Resource breathed deeply again and dialed the next number.

“Mr. Baker? Yes, this is Officer, uh, Wallace of the Fitchburg Police Department. Yes, excuse the noise, Mr. Baker. Some drunks, as usual. Mr. Baker, I need to go ahead and inform you that Mr. Hornbecker was involved in a single-car accident tonight. Yes, sir. Yes. Well, he’s fine, but he’s being held at the hospital for an indefinite time for observation. He wanted us to go ahead and call you and tell you that he certainly is sorry, but he won’t be able to make your golf game tomorrow. But he said to be sure to go ahead and play without him. He says he wants you to go out and break 90 out there at Prison View and let him know how you did. Says it’d mean the world to him if you played your round and then reported back to him hole-by-hole. Says if he can’t play golf, he wants to at least hear about some golf. Yes, right, right! Also, the hospital is requesting that family and friends go ahead and let him rest, a day or so, and then he should be able to have visitors. Yes, yes! Well, then, all the best, Mr. Baker. Goodnight!”

He snapped the cell shut, turned it off, hid it under his mattress, breathed a huge exhale, and then realized he hadn’t called his neighbors off.

“Andrew Lloyd Webber? He wrote a musical called Chess, you moron! He didn’t play chess!”

“I’m a moron? You wouldn’t know the Ruy Lopez Opening from the Trini Lopez!”

“ALL RIGHT!” Resource screamed. “Shuddup now!”

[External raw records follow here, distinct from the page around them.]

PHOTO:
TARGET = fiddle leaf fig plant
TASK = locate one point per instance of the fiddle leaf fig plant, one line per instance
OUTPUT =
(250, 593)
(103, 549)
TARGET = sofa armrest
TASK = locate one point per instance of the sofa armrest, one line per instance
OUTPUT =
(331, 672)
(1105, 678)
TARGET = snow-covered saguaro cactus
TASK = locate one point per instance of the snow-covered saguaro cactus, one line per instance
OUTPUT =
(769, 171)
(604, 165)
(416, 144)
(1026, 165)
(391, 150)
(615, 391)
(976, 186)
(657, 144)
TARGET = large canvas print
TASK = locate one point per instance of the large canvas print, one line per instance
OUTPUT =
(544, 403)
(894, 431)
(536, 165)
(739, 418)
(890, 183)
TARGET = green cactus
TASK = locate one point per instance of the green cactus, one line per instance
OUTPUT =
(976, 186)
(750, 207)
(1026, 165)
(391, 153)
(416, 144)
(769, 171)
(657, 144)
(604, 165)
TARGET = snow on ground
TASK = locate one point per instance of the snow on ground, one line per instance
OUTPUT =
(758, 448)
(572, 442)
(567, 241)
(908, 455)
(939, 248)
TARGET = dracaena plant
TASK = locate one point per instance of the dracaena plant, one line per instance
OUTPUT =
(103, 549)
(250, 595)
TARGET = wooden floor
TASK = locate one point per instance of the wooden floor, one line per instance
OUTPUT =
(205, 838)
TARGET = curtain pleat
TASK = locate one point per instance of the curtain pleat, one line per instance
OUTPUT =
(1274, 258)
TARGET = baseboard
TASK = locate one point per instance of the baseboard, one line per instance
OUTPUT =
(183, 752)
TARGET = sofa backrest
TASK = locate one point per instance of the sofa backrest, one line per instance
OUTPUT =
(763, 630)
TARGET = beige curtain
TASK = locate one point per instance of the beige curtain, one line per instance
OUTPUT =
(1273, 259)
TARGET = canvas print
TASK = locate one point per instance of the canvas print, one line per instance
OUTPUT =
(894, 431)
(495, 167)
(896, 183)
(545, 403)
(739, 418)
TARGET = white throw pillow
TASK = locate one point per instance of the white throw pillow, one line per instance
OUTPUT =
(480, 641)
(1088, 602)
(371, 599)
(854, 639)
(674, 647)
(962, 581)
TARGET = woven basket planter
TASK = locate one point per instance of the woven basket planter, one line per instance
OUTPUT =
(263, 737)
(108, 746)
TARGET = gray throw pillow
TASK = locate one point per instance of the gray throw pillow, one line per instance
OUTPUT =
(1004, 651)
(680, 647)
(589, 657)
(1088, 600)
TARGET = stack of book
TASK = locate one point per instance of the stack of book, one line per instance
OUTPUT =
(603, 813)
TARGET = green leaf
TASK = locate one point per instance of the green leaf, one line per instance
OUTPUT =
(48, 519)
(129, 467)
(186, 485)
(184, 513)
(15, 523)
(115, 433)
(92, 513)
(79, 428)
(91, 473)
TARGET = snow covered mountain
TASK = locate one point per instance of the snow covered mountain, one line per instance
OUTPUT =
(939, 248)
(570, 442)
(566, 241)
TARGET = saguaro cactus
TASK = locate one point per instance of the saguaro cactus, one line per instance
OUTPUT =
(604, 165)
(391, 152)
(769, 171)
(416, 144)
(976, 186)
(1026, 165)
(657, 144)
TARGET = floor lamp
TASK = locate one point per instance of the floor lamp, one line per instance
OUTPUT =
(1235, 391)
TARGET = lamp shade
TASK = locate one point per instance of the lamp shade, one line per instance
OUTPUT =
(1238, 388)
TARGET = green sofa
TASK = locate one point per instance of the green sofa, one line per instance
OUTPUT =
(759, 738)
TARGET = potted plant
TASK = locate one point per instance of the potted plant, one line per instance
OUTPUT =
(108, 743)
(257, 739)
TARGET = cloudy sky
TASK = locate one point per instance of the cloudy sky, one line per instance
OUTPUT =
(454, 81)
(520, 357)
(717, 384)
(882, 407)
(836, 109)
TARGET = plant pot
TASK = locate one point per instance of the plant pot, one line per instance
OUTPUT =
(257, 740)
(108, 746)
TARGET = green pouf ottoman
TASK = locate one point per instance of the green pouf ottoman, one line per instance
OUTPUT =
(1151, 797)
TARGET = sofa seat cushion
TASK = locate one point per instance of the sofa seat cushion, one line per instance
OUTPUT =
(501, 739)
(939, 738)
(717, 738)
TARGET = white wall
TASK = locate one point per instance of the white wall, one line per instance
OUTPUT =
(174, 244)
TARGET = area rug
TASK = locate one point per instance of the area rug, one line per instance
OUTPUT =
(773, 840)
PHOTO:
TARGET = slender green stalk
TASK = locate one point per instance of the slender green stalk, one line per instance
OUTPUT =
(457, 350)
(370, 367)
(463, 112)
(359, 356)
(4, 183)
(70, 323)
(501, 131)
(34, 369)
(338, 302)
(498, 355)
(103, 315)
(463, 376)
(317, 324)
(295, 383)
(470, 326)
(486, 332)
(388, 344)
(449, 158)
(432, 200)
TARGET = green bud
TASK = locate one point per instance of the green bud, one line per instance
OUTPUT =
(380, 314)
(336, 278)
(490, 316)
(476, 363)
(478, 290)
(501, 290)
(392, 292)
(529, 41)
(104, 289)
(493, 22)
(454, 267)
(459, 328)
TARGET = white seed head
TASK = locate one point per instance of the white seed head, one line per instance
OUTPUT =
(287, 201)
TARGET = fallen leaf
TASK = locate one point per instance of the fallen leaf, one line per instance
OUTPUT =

All three collapsed back on their mattresses, spent.

         

Finally home from his prison mission, Two Down pulled up to a red light at Crosley and Winchester in front of the assisted-living home. It was 1:30 A.M. Whatever happened, he decided, he’d at least gotten through that 6:00 P.M. deadline without getting robbed, killed, or both.

And that’s when he couldn’t help notice a shiny black Lincoln Continental in front of him with its hood up. And Dewey opening his front passenger door. And Yoshi opening the driver’s side rear door. And Big Al coming back to him, looking nothing at all like the Massachusetts AAA.

They did not want to rub up against Two Down for luck. What they wanted to do was throw him out onto the pavement, nose first, and steal his car, a task they achieved in just less than six seconds.

Both Continentals—new and old—were starting to pull away when Two Down heard Big Al yell, “We shall zee you in the funny paperz, Too Zad!”

Two was about to ask if he could at least get his clubs out of the trunk, but as the blood trickled into the corners of his mouth, he realized the traitorous bastards had gotten him in all the trouble in the first place.